PS Publishing performs many useful functions in the book world – from its hardbound short story anthologies Postscripts, to taking a punt on something experimental like Tidhar’s acclaimed Obama, to producing collections from some of the biggest and most respected names in SF. Last year I very much enjoyed their Paul McAuley collection, A Very British History, and this year they have produced The Uncollected Ian Watson. Ian – as well as being one of the most congenial people in the business – is a writer with an enormously long pedigree, a man who has helped shape the genre as we know it, and still going strong. This collection bringing together a wide-ranging selection of his work not previously netted, some of them stories relating to his most popular long fiction, together with some insightful essays about science and science fiction from a man who knows what he’s talking about.

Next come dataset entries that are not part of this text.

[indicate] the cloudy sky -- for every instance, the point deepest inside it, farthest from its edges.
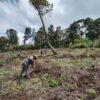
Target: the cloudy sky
(20, 15)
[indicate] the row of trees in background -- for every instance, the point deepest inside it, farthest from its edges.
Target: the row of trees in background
(83, 32)
(86, 30)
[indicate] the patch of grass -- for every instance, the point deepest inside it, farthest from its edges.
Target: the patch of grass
(71, 87)
(91, 92)
(53, 83)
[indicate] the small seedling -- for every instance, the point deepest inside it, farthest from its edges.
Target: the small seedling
(72, 87)
(91, 92)
(53, 83)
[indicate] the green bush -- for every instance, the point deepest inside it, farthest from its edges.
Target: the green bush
(97, 43)
(53, 83)
(82, 43)
(91, 92)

Another purveyor of insight is Adam Roberts, and my final thumbs up this time round goes not to one of his many superb novels, but to a collection of reviews from his website, Sibilant Fricative – meaning, if I have this right, not reviews actually on his blog Sibilant Fricative, but reviews from a previous website of his now released under the title of the new website, and in general following the theme of that website, but not actually… This is starting to sound a little like a Robertsian novel, actually. But anyway: Roberts as a reviewer is a hard, hard man. He does not at any point hold back in finding fault. He is also a very witty, entertaining writer, but at the same time his fault-finding manages to entertain without coming over as schadenfreude – a gift that some other SF writer/reviewers lack. The other side of the coin is, of course, that when Roberts gives something the nod, you can be assured of getting your dime’s worth from it. Sibilant Fricative (the book(2)) is a fascinating medical examination of the genre’s highs and lows over the years. Also, I love the image I’ve found for this one, which appears to show an angry mob of Sibilant Fricatives looking for a book to review.

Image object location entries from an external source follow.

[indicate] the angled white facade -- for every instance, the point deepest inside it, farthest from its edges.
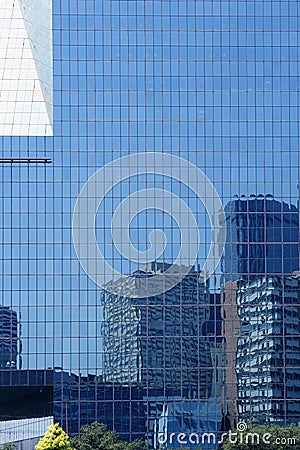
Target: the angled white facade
(26, 68)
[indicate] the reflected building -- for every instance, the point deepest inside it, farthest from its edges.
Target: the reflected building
(10, 344)
(262, 238)
(260, 310)
(157, 341)
(268, 350)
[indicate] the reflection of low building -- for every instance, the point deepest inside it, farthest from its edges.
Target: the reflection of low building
(162, 344)
(10, 345)
(268, 350)
(72, 400)
(86, 399)
(157, 341)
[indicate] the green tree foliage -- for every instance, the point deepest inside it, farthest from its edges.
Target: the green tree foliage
(55, 439)
(261, 437)
(97, 437)
(9, 446)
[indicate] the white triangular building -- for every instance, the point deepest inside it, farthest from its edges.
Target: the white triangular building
(26, 98)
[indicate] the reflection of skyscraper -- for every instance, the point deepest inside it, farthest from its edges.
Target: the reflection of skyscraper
(268, 350)
(9, 339)
(158, 341)
(262, 238)
(262, 249)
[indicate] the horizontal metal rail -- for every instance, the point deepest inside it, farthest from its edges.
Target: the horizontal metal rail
(25, 161)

Finally, something I’ve not had a chance to read yet, but that I am very eagerly awaiting: along with Ian Watson and Adam Roberts, another great genre name to conjure with is Tricia Sullivan, whose mind-stretching Lightborn I greatly enjoyed a while back. Her new book, Shadowboxer, is due out on the 28th of this month, and looks to be a martial arts-based supernatural thriller. One to look out for.
(1) Always an added bonus talking about this book: it makes it sound as though poor Mr Collick has been dismembered.
(2) And the ongoing blog, for that matter.